NASA aims to land on, capture asteroids within next 15 years

NASA aims to land on, capture asteroids within next 15 years
NASA researchers are at work developing a plan that not only hopes to physically place astronauts on an asteroid for the first time, but also to wrangle a space object and place it in the orbit of the Earth’s moon.

The project is not scheduled to be complete until the 2020s, although prospective astronauts are already preparing for the low gravity mission by training underwater – the most similar circumstances scientists can simulate on earth. They have also finished a replica of the Orion spacecraft, which will transport astronauts to the asteroid.

We’re working on the techniques and tools we might use someday to explore a small asteroid that was captured from an orbit around the sun and brought back by a robotic spacecraft to orbit around the moon,” Stan Love, one of the astronauts training in the 40-foot deep pool, said in a NASA statement.

When it’s there, we can send people there to take samples and take a look at it up close. That’s our main task; we’re looking at tools we’d use for that, how we’d take those samples.”

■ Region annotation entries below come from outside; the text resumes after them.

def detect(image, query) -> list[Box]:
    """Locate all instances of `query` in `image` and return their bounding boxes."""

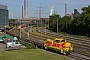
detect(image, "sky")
[0,0,90,19]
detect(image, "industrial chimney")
[23,0,28,18]
[65,4,67,16]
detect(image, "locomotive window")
[55,40,60,43]
[61,40,65,42]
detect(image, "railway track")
[5,29,90,60]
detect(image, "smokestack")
[22,6,23,18]
[23,0,28,18]
[65,4,67,16]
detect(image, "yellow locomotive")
[44,38,73,55]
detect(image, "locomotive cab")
[44,38,73,54]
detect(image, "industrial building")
[0,4,9,28]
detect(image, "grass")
[0,49,70,60]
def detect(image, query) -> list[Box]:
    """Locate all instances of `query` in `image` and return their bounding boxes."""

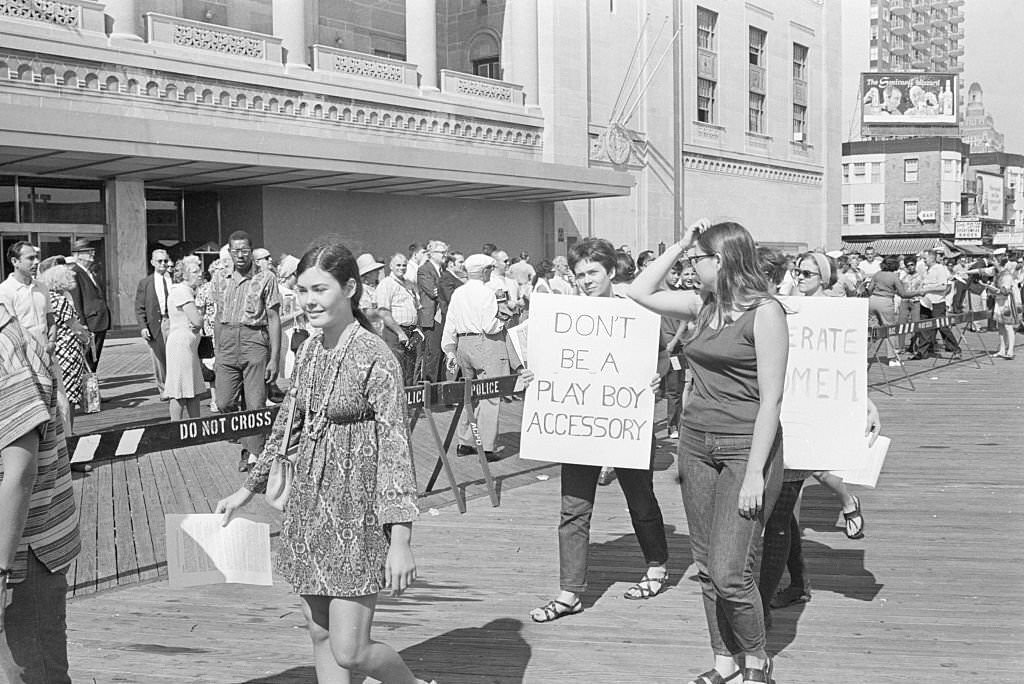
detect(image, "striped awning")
[843,238,944,256]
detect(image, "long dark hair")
[691,221,777,337]
[295,234,374,332]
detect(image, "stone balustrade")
[441,69,525,106]
[143,12,282,65]
[311,45,418,87]
[0,0,103,33]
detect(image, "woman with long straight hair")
[630,221,788,684]
[216,236,434,684]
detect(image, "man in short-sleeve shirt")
[0,304,81,684]
[211,230,281,472]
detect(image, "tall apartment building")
[0,0,842,324]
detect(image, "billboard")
[975,171,1005,221]
[860,73,958,126]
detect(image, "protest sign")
[519,294,659,469]
[780,297,867,470]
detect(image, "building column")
[502,0,539,109]
[406,0,437,90]
[272,0,309,69]
[103,0,142,40]
[104,178,148,327]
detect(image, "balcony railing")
[0,0,104,33]
[143,12,282,65]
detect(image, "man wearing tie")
[71,239,111,373]
[135,250,171,400]
[416,240,447,382]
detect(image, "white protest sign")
[519,294,660,469]
[779,297,867,470]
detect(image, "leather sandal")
[529,598,583,623]
[843,497,864,540]
[742,658,775,684]
[687,670,739,684]
[623,572,669,601]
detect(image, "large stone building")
[0,0,841,324]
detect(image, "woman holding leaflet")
[630,220,788,684]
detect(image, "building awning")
[843,238,945,256]
[0,104,636,203]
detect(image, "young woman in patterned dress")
[216,237,434,684]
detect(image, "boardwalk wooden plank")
[109,459,138,585]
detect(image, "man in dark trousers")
[416,240,447,382]
[135,250,171,399]
[211,230,281,472]
[71,239,111,373]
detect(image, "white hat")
[278,254,299,277]
[464,254,497,273]
[355,252,384,275]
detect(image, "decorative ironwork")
[174,24,266,59]
[0,0,82,29]
[332,54,406,83]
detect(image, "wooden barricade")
[68,375,519,513]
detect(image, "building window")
[746,92,765,134]
[473,57,502,81]
[903,200,918,223]
[751,27,768,67]
[793,43,807,81]
[942,202,959,223]
[903,159,918,183]
[697,79,718,124]
[697,7,718,52]
[793,104,807,143]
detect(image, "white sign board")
[519,294,660,469]
[780,297,867,470]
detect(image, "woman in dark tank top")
[629,221,788,684]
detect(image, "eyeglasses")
[686,254,717,268]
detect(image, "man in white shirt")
[374,252,423,386]
[0,241,56,351]
[135,250,171,400]
[857,247,882,279]
[441,254,509,461]
[912,250,961,360]
[548,256,575,295]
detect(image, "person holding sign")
[216,237,432,684]
[522,238,669,623]
[630,220,790,684]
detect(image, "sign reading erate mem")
[781,297,867,470]
[519,294,659,469]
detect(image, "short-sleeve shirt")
[0,273,50,343]
[0,307,81,584]
[211,265,281,328]
[375,275,419,326]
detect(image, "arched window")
[469,30,502,81]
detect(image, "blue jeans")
[679,425,782,657]
[0,549,71,684]
[558,454,669,594]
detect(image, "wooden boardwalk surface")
[69,336,1024,684]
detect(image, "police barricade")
[68,375,519,513]
[867,311,994,394]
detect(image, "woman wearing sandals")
[522,238,669,623]
[216,237,434,684]
[630,221,790,684]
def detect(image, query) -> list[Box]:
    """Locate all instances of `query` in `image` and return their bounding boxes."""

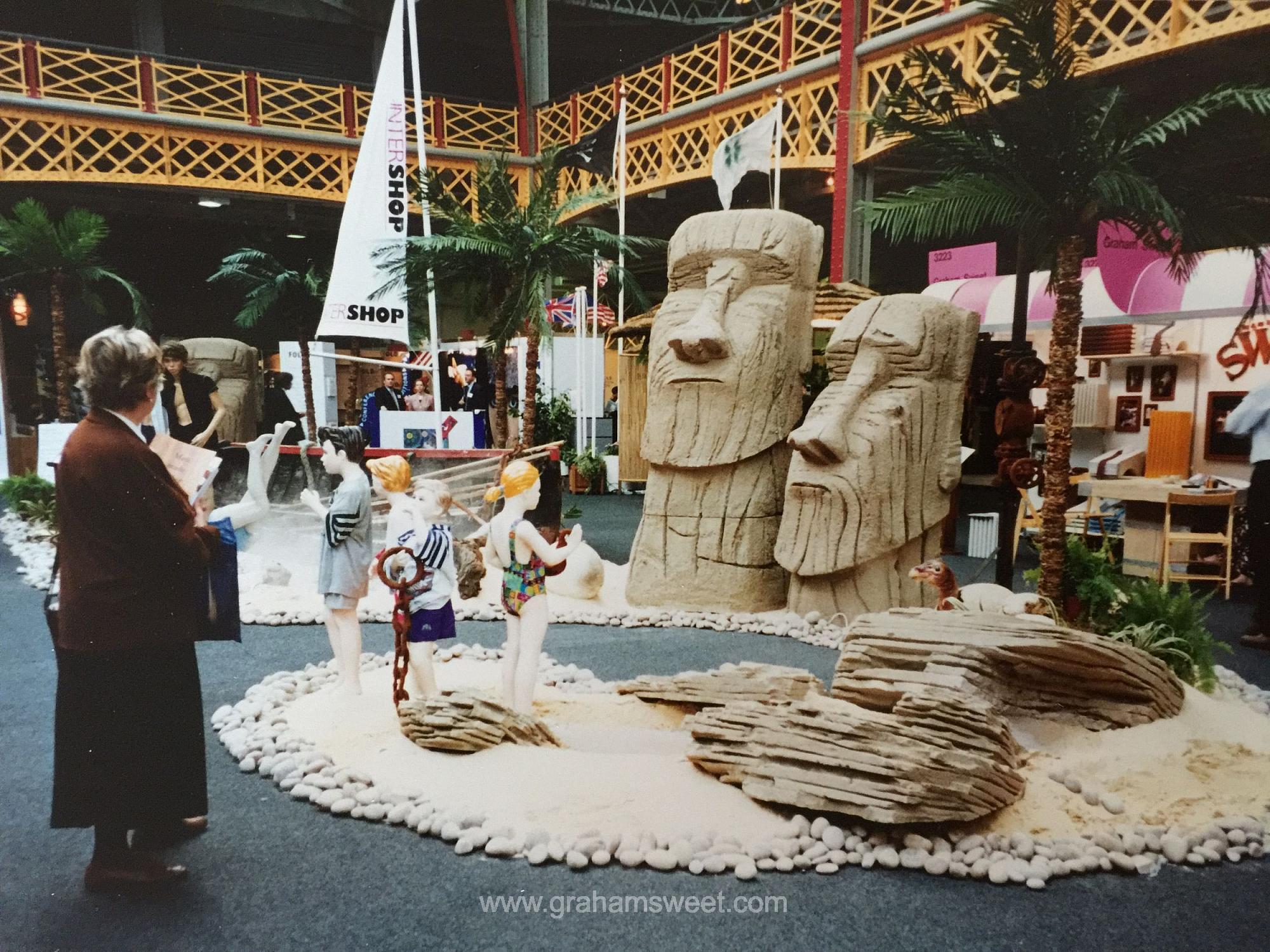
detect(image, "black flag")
[556,116,617,178]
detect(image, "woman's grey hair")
[76,325,163,410]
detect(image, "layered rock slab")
[685,688,1025,824]
[617,661,823,707]
[831,608,1184,730]
[398,691,564,754]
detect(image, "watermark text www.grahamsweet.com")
[480,890,789,919]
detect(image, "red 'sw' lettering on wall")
[1217,320,1270,381]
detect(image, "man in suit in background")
[375,371,405,410]
[458,367,489,449]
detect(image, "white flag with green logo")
[711,107,780,208]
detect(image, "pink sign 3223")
[926,241,997,284]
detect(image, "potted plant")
[569,448,607,494]
[602,443,622,493]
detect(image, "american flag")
[587,305,617,327]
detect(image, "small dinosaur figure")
[908,559,1043,616]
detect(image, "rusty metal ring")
[1010,456,1040,489]
[375,546,428,592]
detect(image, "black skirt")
[52,644,207,829]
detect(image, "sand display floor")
[213,646,1270,889]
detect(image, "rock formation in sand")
[772,294,979,619]
[626,209,823,612]
[683,688,1025,823]
[832,609,1182,730]
[617,661,823,707]
[398,691,564,754]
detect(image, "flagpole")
[772,86,785,212]
[405,0,450,449]
[613,86,626,366]
[573,286,587,453]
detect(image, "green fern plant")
[0,472,57,518]
[1111,579,1231,691]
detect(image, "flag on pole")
[546,294,573,327]
[711,105,780,208]
[318,0,410,343]
[587,305,617,327]
[556,116,617,179]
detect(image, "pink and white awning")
[922,250,1255,329]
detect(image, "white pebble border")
[10,512,1270,890]
[212,645,1270,890]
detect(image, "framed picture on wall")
[1151,363,1177,404]
[1204,390,1252,463]
[1115,396,1142,433]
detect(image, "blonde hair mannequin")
[485,459,582,713]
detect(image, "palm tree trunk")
[48,275,75,423]
[521,327,541,447]
[296,329,318,440]
[1038,235,1085,605]
[489,341,507,447]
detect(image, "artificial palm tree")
[386,151,664,444]
[862,0,1270,600]
[0,198,147,420]
[207,248,330,439]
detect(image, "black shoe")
[84,853,188,892]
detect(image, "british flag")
[546,294,573,327]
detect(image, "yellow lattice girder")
[36,43,142,109]
[154,62,249,123]
[0,105,528,215]
[0,37,27,93]
[853,0,1270,161]
[864,0,960,39]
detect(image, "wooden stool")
[1160,493,1234,598]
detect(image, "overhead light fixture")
[9,291,30,327]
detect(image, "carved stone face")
[641,211,823,467]
[776,294,977,575]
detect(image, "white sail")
[318,0,410,343]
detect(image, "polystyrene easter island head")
[776,294,979,618]
[626,209,824,612]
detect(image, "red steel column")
[719,30,732,93]
[340,83,357,138]
[504,0,530,155]
[432,96,446,149]
[781,4,794,72]
[243,70,260,126]
[829,0,857,282]
[22,39,41,99]
[137,56,159,113]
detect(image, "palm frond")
[859,173,1035,241]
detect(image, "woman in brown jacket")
[52,327,218,890]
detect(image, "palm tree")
[207,248,330,439]
[861,0,1270,600]
[386,151,665,446]
[0,198,149,421]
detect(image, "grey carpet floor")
[0,496,1270,952]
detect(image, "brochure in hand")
[150,433,221,505]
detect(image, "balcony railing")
[0,36,525,152]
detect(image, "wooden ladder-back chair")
[1158,493,1236,598]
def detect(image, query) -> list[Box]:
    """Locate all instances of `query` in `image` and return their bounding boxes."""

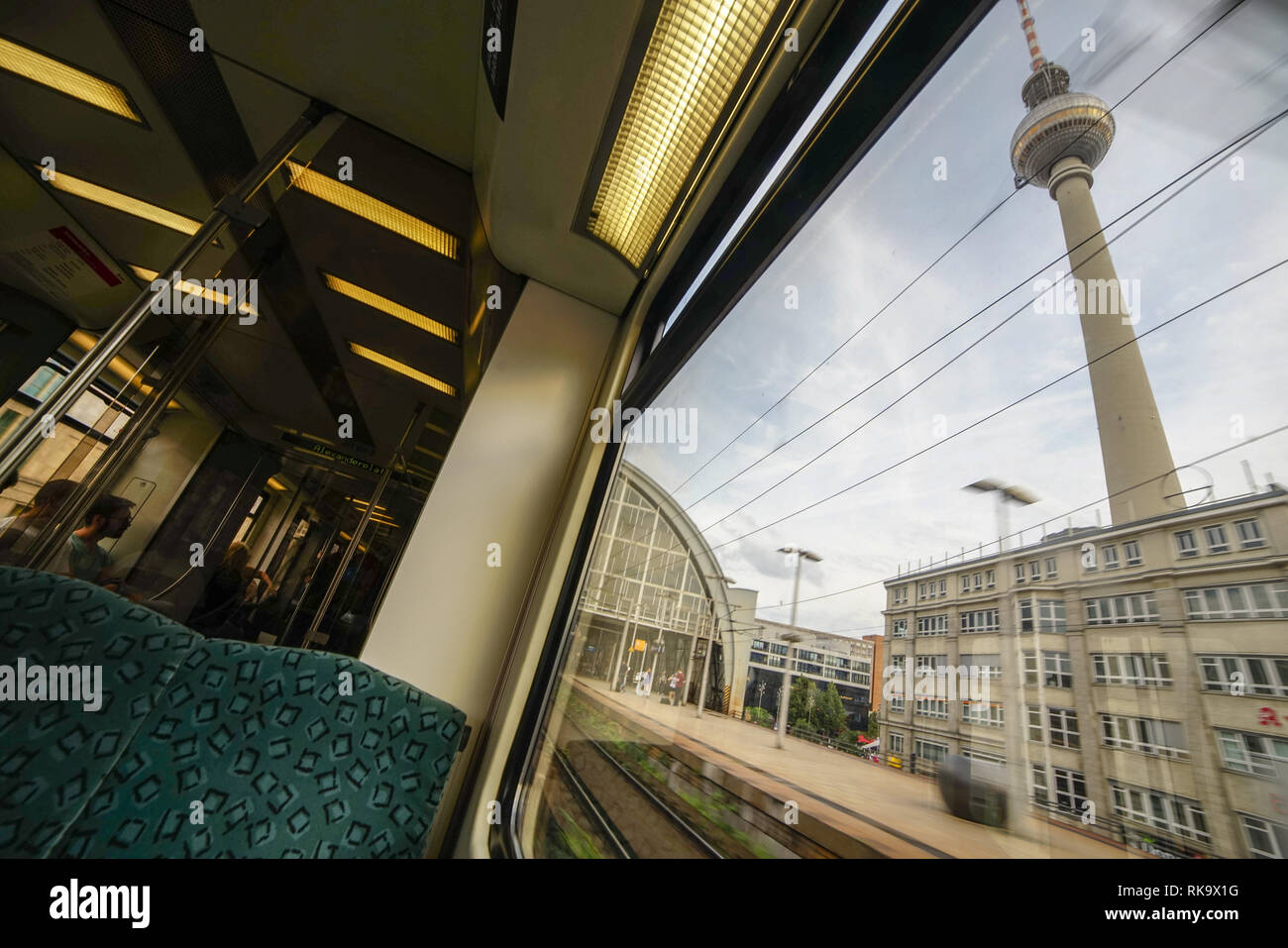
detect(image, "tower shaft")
[1050,158,1185,524]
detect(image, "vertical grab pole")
[300,402,430,648]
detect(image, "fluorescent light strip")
[0,36,143,125]
[41,164,201,236]
[349,343,456,398]
[587,0,777,266]
[129,263,259,316]
[69,330,183,409]
[322,270,460,343]
[286,161,461,261]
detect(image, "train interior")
[0,0,1288,858]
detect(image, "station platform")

Scientists hope that if they are able to extract samples from an asteroid it will be made up of layers, which could then provide some insight into the current state of the solar system, possibly even information about how it was formed.

One current problem is the tools: reliable Earth tools like a hammer and nails are not adequate in space because of the problems created by an astronaut swinging a heavy weight in front of his thin glass face shield. Another issue is that the necessary spacesuit has yet to be developed. Walking on the moon and climbing on an asteroid are two very different actions, making it necessary for a spacesuit to be durable and dynamic.

We need some significant modifications to make it easy to translate,” astronaut Steve Bowen said of the spacesuit, as quoted by NASA. “I can’t stretch my arms out quite as far as in the [space station suit]. The work envelop is very small. So as we get through, we look at these tasks. These tasks are outstanding to help us develop what needs to be modified in the suit, as well.”

The quiet announcement comes two years after a group of Silicon Valley entrepreneurs made waves by telling the public that they hope to develop robotic spacecraft capable of extracting valuable minerals from asteroids. With financial backing from Google bosses Eric Schmidt and Larry Page, as well as British billionaire Richard Branson, the so-called Planetary Resources group was touted as “the future of entrepreneurial space.”

Now, the group has dialed back some of the rhetoric and admitted its new goal is to find water on or near asteroids and process it into fuel that could be used to preserve aging commercial satellites, according to The Wall Street Journal.

I still consider that mining,” Planetary Resources co-founder Eric Anderson told the newspaper. “We’re going to take the resources of space and turn them into a usable material.”

Both initiatives could use some help when it comes to identifying exactly which asteroids could work. Last year, NASA asked for the public’s help in scoping out some of the 99 percent of asteroids measuring 30 to 40 meters in size – which would be large enough to devastate a city – that have yet to be found.

The initiative was inspired by the 18-meter asteroid that exploded over Chelyabinsk, Russia in February and will almost certainly assist the plan to land on an asteroid in outer space, according to NASA chief engineer Brian Muirhead.

What we need to do is increase the frequency of identification of asteroids such that we can also track them and characterize them,” Muirhead told National Geographic. “That will give us a choice [to see] which [asteroid] we want to grab hold of and bring back to the earth-moon system.”